For $x,y,z \in \mathbb{R}^n$ is it true that $\max\{|x_i-z_i|\} \leq \max\{|x_i-y_i|\} + \max\{|y_i-z_i|\}$ for $1 \leq i \leq n$

Question

For $x,y,z \in \mathbb{R}^n$ is it true that $\max\{|x_i-z_i|\} \leq \max\{|x_i-y_i|\} + \max\{|y_i-z_i|\}$ for $1 \leq i \leq n$?

Here I want to use the metric $d(x,y)=|x_1-y_1|+…+|x_n-y_n|$ to prove that the Triangle inequality holds for $d_{max}=\max\{|x_i-y_i|: 1 \leq i \leq n\}$.

Since $d$ is a metric on $\mathbb{R}^n$ we have that for any $x,y,z \in \mathbb{R}^n$, $d(x,z)\leq d(x,y)+d(y,z)$. Then for $1 \leq i \leq n$ we have,
$$|x_i-z_i| \leq |x_i-y_i|+|y_i-z_i|$$

I am having trouble explicitly linking this statement to the desired result.
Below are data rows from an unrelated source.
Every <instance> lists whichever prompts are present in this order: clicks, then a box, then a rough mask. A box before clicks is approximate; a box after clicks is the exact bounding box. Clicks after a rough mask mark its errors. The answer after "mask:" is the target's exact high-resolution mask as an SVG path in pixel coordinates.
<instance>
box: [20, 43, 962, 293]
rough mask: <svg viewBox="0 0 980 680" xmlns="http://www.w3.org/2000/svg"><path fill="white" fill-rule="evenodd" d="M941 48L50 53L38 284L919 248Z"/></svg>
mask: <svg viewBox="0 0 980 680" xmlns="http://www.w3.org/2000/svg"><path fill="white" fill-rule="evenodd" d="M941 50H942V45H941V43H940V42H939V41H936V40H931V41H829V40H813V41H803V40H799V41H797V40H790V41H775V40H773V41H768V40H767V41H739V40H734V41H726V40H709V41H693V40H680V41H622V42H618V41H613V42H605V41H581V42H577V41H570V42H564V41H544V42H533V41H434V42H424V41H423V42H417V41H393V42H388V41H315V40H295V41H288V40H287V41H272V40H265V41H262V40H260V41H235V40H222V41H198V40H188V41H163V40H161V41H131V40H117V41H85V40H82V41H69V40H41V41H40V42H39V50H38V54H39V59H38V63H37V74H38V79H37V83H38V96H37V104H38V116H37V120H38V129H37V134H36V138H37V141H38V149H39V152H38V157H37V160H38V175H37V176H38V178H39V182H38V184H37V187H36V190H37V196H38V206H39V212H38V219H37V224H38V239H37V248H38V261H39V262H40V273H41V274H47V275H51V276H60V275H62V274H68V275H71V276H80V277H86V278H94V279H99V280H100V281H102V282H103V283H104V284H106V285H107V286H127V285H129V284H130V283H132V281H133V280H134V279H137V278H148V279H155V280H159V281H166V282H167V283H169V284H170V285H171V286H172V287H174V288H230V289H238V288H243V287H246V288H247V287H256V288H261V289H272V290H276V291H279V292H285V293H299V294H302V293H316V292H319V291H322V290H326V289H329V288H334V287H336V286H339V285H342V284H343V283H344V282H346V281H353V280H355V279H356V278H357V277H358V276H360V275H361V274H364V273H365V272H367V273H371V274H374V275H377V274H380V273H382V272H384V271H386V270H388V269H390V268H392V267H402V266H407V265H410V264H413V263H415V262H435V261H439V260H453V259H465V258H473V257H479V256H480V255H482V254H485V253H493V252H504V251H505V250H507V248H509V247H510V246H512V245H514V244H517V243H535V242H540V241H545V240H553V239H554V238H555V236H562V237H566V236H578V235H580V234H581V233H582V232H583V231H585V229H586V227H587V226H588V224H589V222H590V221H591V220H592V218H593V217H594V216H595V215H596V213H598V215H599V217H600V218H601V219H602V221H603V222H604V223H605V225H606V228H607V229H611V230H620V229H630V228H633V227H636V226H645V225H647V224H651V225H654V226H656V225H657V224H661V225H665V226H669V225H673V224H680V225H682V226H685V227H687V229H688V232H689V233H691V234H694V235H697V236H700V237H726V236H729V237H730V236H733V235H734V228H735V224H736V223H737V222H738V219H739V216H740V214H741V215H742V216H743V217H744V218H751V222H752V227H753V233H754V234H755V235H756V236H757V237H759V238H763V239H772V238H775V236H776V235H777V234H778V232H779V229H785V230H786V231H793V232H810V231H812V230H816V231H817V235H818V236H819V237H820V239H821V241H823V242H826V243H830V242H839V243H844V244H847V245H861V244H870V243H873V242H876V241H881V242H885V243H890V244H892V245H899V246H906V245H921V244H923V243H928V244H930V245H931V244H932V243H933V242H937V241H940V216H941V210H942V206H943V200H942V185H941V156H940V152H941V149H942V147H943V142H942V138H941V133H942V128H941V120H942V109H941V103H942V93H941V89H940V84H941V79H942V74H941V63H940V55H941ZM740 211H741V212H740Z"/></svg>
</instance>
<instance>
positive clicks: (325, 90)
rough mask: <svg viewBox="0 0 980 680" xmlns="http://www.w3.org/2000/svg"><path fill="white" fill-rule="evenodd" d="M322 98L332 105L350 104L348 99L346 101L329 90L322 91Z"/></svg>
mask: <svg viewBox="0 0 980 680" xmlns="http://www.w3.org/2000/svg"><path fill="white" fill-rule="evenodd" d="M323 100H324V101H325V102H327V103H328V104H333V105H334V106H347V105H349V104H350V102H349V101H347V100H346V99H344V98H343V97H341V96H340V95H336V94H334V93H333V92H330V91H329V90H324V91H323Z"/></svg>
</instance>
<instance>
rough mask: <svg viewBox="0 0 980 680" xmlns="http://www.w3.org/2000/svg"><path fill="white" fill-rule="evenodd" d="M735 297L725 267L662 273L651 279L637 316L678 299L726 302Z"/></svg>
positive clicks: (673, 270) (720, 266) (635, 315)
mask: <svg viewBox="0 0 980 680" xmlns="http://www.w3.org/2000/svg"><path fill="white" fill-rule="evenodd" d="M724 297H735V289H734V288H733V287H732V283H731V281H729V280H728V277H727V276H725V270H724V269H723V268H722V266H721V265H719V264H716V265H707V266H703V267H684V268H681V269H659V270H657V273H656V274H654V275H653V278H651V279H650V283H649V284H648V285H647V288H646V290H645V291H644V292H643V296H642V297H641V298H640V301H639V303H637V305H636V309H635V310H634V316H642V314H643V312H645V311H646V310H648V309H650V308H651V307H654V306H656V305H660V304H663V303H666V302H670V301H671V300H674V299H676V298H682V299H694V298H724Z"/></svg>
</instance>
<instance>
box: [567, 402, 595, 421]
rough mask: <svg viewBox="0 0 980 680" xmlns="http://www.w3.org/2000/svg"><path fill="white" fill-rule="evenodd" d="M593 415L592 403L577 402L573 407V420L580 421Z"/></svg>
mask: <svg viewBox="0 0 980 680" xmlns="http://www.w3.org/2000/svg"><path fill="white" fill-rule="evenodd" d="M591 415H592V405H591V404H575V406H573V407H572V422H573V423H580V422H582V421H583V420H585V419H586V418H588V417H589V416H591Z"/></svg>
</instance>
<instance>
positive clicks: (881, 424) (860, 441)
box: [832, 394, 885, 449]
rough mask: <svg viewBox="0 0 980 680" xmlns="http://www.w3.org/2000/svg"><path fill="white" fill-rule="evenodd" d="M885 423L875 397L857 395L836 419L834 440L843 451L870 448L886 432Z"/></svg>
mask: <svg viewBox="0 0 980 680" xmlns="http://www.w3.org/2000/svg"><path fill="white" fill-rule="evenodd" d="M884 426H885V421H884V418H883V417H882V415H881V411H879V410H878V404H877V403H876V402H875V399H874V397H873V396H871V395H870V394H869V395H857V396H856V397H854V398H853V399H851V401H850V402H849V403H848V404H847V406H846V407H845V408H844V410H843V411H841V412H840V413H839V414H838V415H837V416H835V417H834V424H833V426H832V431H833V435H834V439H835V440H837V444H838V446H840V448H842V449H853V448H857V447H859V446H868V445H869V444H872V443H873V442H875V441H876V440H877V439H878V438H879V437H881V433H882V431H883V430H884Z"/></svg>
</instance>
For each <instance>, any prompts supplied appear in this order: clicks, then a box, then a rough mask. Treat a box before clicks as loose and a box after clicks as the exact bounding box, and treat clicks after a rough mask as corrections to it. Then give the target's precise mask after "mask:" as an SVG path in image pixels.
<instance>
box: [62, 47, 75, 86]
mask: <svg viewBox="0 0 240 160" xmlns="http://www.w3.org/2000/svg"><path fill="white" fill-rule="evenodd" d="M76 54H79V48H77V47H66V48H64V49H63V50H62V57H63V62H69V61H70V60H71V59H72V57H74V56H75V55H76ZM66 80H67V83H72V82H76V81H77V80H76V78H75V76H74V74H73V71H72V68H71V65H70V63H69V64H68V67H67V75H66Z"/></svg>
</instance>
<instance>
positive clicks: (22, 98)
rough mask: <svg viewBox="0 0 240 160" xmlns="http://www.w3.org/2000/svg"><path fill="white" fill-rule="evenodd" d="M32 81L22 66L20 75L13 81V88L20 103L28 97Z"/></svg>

In other words, precisely why does this inequality still hold when we take the maximum of the sets over $i$?

Answer 1

For each $i$ thanks to the triangular inequality you have $$|x_{i}-z_{i}| \leq |x_{i}-y_{i}|+|y_{i}-z_{i}|.$$ Now, note that $|x_{i}-y_{i}| \leq \max \{ |x_{i}-y_{i}| \}$, and $|y_{i}-z_{i}| \leq \max \{ |y_{i}-z_{i}| \}$. Hence, $$ |x_{i}-z_{i}| \leq \max \{ |x_{i}-y_{i}| \} +\max \{ |y_{i}-z_{i}| \}.$$ Now take the maximum in this expression to obtain the desire inequality.